The modern data stack for Indian enterprises: what we've seen work (and what's still hype)
The term "modern data stack" has been used to describe so many different things that it's almost stopped meaning anything. So let's be specific. Here's what we've actually implemented for real clients in India, and the decisions that genuinely matter at each layer.
What "modern data stack" actually means
At its core, the modern data stack is a set of architectural choices that prioritise: cloud-native storage (not on-prem), ELT over ETL (load raw, transform in-place), SQL-first transformation (not Spark for everything), and self-service analytics (business users can query, not just data teams).
The stack most of our clients land on: S3 or GCS for raw storage → Redshift, BigQuery, or Snowflake for the warehouse → dbt for transformation → Airflow for orchestration → Tableau, QuickSight, or Looker for BI.
"The best data stack is the one your team can operate without a specialised platform engineer on call 24/7."
The storage layer: cloud object storage first, always
S3 (AWS) or GCS (GCP) as your raw data lake is non-negotiable at this point. The cost per GB is negligible, the durability is excellent, and having a raw immutable copy of everything means you can replay transformations when your logic changes. The one decision worth making carefully: partitioning strategy. Partition by date and by source system from day one. Retrofitting partition strategy later is painful.
Transformation: where dbt has genuinely won
dbt has won the transformation layer argument, and it deserved to. The core insight — that transformation is a software engineering problem and should be treated as one, with version control, testing, and documentation — is correct. The things we consistently see clients underestimate:
- dbt tests are not optional. Unique, not-null, accepted values, referential integrity — these aren't nice-to-haves. A data pipeline without tests is a liability disguised as infrastructure.
- Model organisation matters more than you think. Staging → intermediate → mart is the right pattern. Teams that don't follow it end up with spaghetti SQL that nobody can maintain six months later.
- dbt is not a replacement for Spark. If you're processing terabytes of event data or doing complex joins at scale, you still need Spark or Flink at the ingestion layer. dbt lives in the transformation layer, not the ingestion layer.
Orchestration: Airflow is still the answer, but it's not free
Airflow remains the standard for orchestration in most enterprise contexts — not because it's simple (it isn't) but because it's powerful, extensible, and everyone knows how to operate it. Managed Airflow (MWAA on AWS, Cloud Composer on GCP) is worth the cost for teams that don't want to manage the infrastructure.
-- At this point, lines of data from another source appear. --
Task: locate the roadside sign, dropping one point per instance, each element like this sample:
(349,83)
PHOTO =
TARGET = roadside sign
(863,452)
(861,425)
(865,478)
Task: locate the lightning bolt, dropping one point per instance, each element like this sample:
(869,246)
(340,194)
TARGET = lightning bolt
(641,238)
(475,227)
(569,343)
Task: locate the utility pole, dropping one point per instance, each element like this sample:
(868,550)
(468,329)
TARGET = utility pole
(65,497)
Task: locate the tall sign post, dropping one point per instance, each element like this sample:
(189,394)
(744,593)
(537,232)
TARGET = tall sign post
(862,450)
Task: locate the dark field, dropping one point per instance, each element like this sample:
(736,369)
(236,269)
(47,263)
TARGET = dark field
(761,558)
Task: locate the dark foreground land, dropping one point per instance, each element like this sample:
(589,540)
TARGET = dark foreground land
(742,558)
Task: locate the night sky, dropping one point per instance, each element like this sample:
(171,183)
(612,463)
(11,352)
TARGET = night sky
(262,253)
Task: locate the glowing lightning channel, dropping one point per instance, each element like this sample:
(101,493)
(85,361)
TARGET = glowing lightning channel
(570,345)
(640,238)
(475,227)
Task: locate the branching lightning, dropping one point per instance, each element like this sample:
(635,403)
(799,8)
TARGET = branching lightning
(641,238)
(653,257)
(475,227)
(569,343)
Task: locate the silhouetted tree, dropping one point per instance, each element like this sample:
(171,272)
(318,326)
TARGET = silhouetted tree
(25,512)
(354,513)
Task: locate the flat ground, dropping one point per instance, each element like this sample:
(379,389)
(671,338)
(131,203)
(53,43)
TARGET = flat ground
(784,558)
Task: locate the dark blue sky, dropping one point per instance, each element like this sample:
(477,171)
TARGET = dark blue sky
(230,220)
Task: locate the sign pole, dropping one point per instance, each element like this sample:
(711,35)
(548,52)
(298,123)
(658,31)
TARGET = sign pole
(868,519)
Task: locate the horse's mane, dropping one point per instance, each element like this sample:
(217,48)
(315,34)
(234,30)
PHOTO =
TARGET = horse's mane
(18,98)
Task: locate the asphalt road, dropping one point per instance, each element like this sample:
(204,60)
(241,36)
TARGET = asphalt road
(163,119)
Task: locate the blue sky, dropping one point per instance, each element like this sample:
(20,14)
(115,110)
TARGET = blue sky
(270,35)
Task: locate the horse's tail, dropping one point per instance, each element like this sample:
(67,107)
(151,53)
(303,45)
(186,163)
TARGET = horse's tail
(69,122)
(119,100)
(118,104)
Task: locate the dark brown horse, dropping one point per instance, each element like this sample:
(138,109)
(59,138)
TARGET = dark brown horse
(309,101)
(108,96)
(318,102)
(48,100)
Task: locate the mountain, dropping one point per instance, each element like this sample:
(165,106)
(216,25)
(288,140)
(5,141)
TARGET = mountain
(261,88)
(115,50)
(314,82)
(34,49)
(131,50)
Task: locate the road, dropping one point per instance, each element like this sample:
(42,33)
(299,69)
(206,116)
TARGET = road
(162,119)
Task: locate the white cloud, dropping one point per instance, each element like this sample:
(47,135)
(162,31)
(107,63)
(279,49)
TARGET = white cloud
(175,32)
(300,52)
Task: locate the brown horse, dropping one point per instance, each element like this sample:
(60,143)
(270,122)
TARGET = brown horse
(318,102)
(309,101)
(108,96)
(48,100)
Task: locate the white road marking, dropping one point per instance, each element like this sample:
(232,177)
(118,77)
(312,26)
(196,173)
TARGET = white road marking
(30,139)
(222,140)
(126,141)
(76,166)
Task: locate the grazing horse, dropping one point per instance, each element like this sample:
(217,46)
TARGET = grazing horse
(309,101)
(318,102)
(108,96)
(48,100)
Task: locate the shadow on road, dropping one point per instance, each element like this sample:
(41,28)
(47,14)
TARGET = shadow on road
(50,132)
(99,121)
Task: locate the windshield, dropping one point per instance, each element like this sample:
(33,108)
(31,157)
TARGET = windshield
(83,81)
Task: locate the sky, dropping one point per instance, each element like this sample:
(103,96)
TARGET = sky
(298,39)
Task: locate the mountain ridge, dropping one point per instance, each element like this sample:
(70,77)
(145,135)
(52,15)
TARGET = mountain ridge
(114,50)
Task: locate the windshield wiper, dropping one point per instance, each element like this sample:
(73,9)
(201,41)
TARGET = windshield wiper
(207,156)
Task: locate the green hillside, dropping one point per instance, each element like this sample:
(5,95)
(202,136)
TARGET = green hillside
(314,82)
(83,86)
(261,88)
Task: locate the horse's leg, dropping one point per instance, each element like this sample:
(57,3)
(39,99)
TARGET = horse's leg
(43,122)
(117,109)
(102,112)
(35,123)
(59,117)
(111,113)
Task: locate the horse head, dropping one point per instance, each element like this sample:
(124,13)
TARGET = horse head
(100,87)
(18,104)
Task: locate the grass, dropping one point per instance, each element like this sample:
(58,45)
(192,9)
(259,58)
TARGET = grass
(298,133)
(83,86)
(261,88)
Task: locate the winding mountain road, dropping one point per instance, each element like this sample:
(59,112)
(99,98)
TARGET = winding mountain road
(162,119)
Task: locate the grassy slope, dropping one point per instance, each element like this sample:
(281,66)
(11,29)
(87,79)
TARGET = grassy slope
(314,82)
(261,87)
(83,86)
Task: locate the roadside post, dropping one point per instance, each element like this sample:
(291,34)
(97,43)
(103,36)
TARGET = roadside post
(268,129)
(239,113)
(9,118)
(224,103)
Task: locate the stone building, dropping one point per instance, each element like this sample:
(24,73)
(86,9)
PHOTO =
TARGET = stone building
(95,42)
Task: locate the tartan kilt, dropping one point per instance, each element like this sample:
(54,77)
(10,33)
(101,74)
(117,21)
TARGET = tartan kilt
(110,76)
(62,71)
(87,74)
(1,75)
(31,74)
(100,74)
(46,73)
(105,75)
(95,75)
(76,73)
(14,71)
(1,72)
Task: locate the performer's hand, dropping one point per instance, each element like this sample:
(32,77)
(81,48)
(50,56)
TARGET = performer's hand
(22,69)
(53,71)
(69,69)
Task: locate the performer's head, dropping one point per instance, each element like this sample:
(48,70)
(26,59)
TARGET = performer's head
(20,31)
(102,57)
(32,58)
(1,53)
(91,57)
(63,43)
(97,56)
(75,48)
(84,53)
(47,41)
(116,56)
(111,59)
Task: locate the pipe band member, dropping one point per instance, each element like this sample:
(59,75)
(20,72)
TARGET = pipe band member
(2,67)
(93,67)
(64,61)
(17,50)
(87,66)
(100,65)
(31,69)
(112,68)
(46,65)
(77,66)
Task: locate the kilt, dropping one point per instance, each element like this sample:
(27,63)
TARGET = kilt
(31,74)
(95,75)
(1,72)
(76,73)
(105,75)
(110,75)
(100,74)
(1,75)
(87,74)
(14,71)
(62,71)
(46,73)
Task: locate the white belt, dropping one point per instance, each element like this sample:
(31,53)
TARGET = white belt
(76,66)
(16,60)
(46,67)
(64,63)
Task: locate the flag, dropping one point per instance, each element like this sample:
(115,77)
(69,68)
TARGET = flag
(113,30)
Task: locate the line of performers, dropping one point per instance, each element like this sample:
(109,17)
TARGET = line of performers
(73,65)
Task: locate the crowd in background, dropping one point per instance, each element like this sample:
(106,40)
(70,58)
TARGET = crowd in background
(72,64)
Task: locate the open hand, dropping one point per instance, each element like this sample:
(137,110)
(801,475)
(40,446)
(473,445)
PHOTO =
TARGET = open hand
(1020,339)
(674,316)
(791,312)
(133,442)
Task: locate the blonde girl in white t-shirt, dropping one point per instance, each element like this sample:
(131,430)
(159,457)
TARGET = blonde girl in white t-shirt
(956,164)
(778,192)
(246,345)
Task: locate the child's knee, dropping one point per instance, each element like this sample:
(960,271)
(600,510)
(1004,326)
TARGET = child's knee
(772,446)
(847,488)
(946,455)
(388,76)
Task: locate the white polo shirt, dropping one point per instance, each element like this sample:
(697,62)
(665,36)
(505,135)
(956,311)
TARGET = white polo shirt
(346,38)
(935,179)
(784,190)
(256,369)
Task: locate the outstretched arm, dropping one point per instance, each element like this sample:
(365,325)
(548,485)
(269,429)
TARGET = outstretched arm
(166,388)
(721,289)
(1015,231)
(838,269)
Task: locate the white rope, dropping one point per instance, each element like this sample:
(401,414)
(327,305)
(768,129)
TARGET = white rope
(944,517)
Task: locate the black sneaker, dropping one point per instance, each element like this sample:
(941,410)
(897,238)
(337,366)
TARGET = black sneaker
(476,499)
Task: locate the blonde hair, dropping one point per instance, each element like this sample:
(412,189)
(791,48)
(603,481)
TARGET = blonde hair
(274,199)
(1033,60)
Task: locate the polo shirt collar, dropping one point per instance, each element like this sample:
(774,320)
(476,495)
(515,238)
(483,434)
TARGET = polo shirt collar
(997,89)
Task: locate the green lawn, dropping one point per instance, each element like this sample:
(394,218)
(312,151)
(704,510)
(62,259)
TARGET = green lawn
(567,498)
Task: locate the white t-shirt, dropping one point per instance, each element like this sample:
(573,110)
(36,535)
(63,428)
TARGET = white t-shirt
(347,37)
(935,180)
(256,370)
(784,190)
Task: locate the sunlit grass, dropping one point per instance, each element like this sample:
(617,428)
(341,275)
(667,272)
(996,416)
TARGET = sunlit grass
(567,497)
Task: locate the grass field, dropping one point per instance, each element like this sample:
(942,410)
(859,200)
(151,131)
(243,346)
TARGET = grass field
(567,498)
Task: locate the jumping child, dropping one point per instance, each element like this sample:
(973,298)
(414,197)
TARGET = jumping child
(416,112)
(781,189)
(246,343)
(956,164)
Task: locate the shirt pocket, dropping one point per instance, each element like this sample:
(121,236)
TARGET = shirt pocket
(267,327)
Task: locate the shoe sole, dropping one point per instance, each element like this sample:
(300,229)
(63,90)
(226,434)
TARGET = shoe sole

Prefect and Dagster are worth evaluating if you're starting fresh and your team is Python-first. They have better developer experience. They're not yet the default in enterprise contexts, but that's changing.
BI: the self-service problem is still unsolved for most
QuickSight with Amazon Q is the closest thing we've seen to genuine self-service analytics — business users typing questions and getting answers without SQL. Tableau and Power BI still require someone who knows the tool to build the dashboards. Looker is powerful but expensive and opinionated. For most Indian mid-market clients, QuickSight is the pragmatic choice if you're already in AWS, Power BI if you're in Microsoft, Tableau if your business users are already trained on it.
The honest truth: no BI tool fully solves the self-service problem yet. You still need someone maintaining the semantic layer, the data model, and the access controls. Budget for that person — they're often the difference between a data platform that gets used and one that doesn't.